Better Methods Exist to Run Microsoft 365 PowerShell Scripts
I am bemused when I read articles advising Microsoft 365 tenant administrators to run PowerShell scripts using the Windows Task Scheduler. I understand the reason why people use the Task Scheduler. It’s easy, built into Windows, allows scripts to run unattended (always an advantage when dealing with long-running scripts), and gets the job done. On the other hand, the task scheduler is an old-fashioned utility that struggles to handle modern PowerShell implementations. A better method exists for IT Pros to use. Let me explain why.

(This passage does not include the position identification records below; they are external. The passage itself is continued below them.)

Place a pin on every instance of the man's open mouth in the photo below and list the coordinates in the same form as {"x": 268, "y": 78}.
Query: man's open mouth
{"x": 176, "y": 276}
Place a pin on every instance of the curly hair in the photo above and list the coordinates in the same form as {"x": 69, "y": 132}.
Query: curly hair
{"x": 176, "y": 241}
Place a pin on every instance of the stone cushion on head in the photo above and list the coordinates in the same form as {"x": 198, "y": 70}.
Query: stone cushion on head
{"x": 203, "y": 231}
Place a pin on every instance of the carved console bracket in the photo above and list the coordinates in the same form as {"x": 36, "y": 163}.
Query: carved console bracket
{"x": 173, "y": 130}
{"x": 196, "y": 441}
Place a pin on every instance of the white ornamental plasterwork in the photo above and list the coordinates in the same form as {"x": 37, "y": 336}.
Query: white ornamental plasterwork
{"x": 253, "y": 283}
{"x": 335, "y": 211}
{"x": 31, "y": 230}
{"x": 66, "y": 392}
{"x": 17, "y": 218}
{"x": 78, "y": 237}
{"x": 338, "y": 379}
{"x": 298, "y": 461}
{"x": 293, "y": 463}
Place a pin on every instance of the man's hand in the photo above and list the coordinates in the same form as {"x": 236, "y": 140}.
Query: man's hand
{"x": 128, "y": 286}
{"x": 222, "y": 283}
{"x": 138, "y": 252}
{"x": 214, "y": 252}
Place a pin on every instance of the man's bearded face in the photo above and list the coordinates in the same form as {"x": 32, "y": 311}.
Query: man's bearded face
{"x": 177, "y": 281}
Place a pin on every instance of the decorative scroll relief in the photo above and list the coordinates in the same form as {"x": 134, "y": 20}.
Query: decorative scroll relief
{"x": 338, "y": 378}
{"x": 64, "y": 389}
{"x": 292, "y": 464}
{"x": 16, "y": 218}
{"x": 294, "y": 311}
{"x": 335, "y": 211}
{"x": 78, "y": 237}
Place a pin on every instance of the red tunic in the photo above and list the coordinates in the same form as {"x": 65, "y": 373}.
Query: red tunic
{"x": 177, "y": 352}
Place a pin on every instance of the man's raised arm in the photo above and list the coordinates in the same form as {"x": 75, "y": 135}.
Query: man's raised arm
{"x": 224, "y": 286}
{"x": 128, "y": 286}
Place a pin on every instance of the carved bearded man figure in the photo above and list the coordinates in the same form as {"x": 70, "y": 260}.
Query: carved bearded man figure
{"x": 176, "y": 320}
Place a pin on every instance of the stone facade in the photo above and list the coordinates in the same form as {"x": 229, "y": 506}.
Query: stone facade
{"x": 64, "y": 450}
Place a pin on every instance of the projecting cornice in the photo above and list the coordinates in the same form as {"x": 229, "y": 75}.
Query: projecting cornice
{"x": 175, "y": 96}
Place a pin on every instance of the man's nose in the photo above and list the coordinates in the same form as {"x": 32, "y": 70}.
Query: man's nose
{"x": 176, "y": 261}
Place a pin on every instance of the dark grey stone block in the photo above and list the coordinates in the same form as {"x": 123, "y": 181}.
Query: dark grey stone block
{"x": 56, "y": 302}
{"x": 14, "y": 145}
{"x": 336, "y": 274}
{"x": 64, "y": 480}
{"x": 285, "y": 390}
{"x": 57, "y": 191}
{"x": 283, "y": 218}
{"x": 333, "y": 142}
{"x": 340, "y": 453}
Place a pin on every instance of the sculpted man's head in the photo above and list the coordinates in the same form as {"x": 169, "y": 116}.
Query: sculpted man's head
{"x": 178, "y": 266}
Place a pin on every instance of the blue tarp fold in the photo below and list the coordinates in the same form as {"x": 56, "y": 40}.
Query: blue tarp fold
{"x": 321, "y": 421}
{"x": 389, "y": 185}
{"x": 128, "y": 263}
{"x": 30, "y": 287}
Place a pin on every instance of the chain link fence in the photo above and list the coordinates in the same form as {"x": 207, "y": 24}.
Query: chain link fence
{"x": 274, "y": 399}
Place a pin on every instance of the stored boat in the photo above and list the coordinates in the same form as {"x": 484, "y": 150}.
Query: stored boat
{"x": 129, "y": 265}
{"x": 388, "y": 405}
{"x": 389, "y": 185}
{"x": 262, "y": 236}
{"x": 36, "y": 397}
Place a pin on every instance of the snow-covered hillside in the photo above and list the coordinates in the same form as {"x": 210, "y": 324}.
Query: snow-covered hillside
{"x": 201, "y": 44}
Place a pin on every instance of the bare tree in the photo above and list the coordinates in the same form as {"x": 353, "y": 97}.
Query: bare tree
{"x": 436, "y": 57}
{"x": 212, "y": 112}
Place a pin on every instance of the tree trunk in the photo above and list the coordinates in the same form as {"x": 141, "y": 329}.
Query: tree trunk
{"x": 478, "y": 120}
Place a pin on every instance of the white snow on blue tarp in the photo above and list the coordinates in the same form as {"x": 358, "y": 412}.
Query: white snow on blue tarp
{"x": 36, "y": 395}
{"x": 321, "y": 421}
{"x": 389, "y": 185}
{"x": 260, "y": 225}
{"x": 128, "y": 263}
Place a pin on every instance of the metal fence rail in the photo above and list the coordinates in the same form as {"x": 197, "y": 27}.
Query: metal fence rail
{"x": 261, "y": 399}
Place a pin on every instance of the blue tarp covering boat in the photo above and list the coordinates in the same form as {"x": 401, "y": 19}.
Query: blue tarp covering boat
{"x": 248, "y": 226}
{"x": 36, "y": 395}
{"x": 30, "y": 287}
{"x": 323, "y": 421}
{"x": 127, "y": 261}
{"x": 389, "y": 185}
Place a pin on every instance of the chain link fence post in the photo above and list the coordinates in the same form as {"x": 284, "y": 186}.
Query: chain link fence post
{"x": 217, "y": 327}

Running Microsoft Graph PowerShell SDK Scripts
To illustrate the points, I created a simple PowerShell script that uses the Microsoft Graph PowerShell SDK to find user accounts created in the last year and export details to a CSV file. Here’s the code:
Connect-MgGraph Select-MgProfile Beta [array]$Users = Get-MgUser -Filter "usertype eq 'Member' and CreatedDateTime ge $([datetime]::UtcNow.AddYears(-1).ToString("s"))Z" -All -Property Id, DisplayName, UserPrincipalName, CreatedDateTime $Users = $Users | Select-Object Id, UserPrincipalName, DisplayName, CreatedDateTime $Users | Export-CSv -NoTypeInformation c:\temp\UsersLastYear.CSV
After making sure that the script ran successfully in an interactive session, I created a task. Everything ran as expected when running a task with a signed-in account. Problems started when attempting to run scripts when a user is not signed in because Task Scheduler won’t accept credentials from an Azure AD account (Figure 1).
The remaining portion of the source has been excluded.